= Peter Heywood (artist) =

Peter Heywood (born 1944) is a British artist and former teacher. During his art career beginning in the 1960s, he has lived and worked in the United Kingdom, South Africa, Malta, and the United States.

==Early life and career==
Peter Heywood was born in 1944 in Yorkshire. He attended Ossett Grammar School in Ossett in the 1950s, along with his identical twin brother Donald and their older brother, Alan.
Following his BSc degree, Heywood taught maths and physics for 30 years. He was voted Britain's Best teacher in 1995 in a national newspaper search. He devoted much of his free time to painting, sometimes alongside his brother Donald, an artist trained at the Leicester College of Art.

Heywood's work began to be exhibited from the late 1960s. Some of his painting were displayed in the Spring Exhibition in Paris, and at a number of galleries in the UK. After a successful solo exhibition at the Aberbach Fine Gallery in Savile Row, London, he left teaching and became a full-time artist. For the next few years he travelled widely and lived in South Africa, where he created a series of landscapes. He had exhibitions in Johannesburg at the Cheri de Villiers Gallery and in Cape Town at the Everard Read Gallery and the Cape Gallery.

==Later career==

In 2002, Peter and Donald bought an apartment in Malta overlooking the Port of Valletta, over a small inlet on the east coast known as the Grand Harbour. Heywood's Maltese scenes were exhibited locally at a solo exhibition at the Caraffa Stores, Vittoriosa. Further exhibitions were held at the Casino Maltese, and in Portomaso, adjacent to St Julien's Bay. Through the sale of his paintings he also raised funds for several Maltese charities.

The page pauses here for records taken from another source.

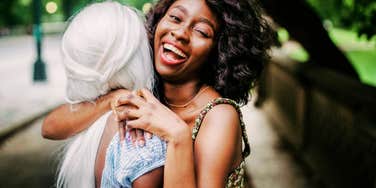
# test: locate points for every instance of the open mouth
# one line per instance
(172, 55)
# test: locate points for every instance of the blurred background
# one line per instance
(311, 121)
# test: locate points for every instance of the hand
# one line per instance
(150, 115)
(136, 135)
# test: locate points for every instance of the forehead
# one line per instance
(197, 9)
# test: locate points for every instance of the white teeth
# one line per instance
(174, 49)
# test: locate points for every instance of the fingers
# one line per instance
(147, 95)
(140, 140)
(132, 99)
(121, 128)
(148, 135)
(132, 135)
(128, 114)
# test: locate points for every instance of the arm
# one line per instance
(62, 122)
(214, 154)
(218, 146)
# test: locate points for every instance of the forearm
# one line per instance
(179, 167)
(64, 122)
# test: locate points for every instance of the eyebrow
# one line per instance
(201, 19)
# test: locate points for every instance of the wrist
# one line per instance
(104, 102)
(180, 135)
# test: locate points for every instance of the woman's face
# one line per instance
(184, 39)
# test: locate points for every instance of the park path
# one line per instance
(28, 160)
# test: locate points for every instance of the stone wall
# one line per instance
(329, 119)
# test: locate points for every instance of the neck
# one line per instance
(181, 93)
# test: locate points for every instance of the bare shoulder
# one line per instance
(222, 115)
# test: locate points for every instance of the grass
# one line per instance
(361, 52)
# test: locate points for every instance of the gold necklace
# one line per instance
(187, 103)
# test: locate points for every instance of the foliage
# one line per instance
(359, 15)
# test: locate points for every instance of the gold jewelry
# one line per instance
(187, 103)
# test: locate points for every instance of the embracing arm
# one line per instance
(205, 164)
(62, 122)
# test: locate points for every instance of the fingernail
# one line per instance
(141, 143)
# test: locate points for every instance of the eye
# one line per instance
(203, 33)
(175, 18)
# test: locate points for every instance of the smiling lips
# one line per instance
(171, 55)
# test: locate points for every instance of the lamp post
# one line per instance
(39, 74)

From 2011, Heywood began spending more time in the United States, where he spent most of the following decade. He completed a series of paintings of famous historic landmarks of New York, seen as reflections through neighbouring buildings. His first exhibition in the U.S. took place two years after he moved there, at the Alan Barnes Fine Art Gallery in Santa Fe, New Mexico, and he exhibited at the Q Street gallery in Washington D.C. in November 2013. Further U.S. shows included the Leila Heller Gallery in New York in August 2014, the Thorn Tree Art Project in New York City in November 2017, and the 237 Hudson Street Gallery in 2019. At the Hudson exhibition, AT&T purchased a large canvas for their new New York headquarters. After the exhibition, Heywood began a new series exploring the shape and movement of dance and dancers, working towards a proposed show in 2020 to raise money for the New York City Ballet, which eventually did not take place because of the COVID pandemic.

In March 2024 Heywood traveled to Noto, Sicily, to set up and open his largest exhibition: "From New York to Noto", whose 57 paintings included Heywood's Reflections series and his ballet and figure explorations. He was invited by Noto's Mayor Corrado Figura, and the opening night reception was co-hosted by novelist Maria Giovanni Mirado.

==Style and influences==
Heywood produced 'representational' paintings of creation and landscape in his early career, especially scenes from Yorkshire and the Pennines. His works on reflected buildings in New York are visual explorations of light passing through high sheet of glass, achieved by layering and toning of colour. Some have suggested Heywood is influenced by U.S. abstract expressionists such as Mark Rothko, Willem de Kooning, Jackson Pollock and the Australian artist Fred Williamson.